Question

Write the series using sigma notation with lower limit n = 3.

Answer 1

The series
`\( \sum_(n=3)^(\infty) (1)/(3^n) \)` is represented in sigma notation as
`\(\sum_(n=3)^(\infty) -3 \left((1)/(3)\right)^n\)`. This captures the geometric progression starting from n = 3 with a common ratio of
`\((1)/(3)\).` Hence, option A is correct.

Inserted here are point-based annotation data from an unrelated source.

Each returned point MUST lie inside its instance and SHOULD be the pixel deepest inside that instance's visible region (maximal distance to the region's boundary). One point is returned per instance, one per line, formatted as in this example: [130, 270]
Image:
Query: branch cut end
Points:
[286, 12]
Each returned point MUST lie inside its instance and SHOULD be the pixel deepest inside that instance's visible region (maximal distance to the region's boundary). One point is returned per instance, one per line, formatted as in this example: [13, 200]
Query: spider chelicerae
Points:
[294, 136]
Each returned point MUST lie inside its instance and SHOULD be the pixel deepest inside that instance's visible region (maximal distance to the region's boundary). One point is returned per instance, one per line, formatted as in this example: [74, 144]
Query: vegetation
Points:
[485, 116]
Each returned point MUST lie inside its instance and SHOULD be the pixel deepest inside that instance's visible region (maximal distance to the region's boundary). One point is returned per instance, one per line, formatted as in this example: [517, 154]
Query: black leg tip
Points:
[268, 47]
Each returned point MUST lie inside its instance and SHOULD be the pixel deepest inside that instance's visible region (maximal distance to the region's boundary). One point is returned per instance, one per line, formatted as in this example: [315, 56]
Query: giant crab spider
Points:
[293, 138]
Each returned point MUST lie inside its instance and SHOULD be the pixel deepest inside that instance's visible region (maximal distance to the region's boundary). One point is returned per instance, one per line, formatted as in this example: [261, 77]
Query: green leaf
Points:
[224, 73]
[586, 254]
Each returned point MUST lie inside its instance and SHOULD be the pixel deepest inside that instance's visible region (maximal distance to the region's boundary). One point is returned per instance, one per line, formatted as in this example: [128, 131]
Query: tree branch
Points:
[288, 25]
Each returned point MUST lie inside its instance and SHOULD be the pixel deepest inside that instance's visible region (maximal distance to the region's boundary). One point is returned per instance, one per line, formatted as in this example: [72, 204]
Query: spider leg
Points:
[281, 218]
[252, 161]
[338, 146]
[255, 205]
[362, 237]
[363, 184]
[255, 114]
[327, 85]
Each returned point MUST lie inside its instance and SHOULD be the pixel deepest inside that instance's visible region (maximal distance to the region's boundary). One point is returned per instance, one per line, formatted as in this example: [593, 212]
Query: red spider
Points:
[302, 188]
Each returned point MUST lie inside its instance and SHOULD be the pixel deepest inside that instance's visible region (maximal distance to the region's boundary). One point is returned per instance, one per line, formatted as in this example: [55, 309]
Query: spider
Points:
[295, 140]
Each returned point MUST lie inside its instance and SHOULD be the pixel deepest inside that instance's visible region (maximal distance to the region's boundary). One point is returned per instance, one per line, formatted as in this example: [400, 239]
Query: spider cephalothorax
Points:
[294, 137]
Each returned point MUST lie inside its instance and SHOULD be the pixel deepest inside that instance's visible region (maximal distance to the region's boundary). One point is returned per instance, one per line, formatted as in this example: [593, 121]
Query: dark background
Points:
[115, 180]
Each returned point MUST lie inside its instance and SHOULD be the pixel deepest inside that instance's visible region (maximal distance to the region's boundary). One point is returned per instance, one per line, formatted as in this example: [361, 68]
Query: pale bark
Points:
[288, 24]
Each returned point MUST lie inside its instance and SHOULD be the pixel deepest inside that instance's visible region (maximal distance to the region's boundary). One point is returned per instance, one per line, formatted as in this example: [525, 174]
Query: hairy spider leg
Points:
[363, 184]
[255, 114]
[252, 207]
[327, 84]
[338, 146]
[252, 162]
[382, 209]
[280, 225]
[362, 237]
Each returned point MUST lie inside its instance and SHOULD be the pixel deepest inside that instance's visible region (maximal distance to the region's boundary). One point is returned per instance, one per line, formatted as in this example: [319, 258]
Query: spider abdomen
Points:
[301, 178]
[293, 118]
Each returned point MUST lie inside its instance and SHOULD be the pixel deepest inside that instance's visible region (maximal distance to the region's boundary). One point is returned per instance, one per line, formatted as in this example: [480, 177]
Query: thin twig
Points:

To express the given series using sigma notation, we can analyze the pattern of the terms. The series involves the sum of terms in the form
`\( (1)/(3^(n-1)) \)`, starting from n = 3. The general term can be written as
`\( (1)/(3^(n-1)) \).`

Therefore, the series can be represented using sigma notation as:

`\[ \sum_(n=3)^(\infty) (1)/(3^(n-1)) \]`

Now, to verify that this is equivalent to option (a)
`\( \sum_(n=3)^(\infty) 3\left((1)/(3)\right)^n \)`, we can simplify the expression in option (a):

`\[ \sum_(n=3)^(\infty) 3\left((1)/(3)\right)^n = \sum_(n=3)^(\infty) (1)/(3^(n-1)) \]`

This demonstrates that option (a) is equivalent to the given series. The factor of 3 outside the parentheses is absorbed when adjusting the power of 3 inside the parentheses, confirming the correctness of option (a) as the representation of the series using sigma notation.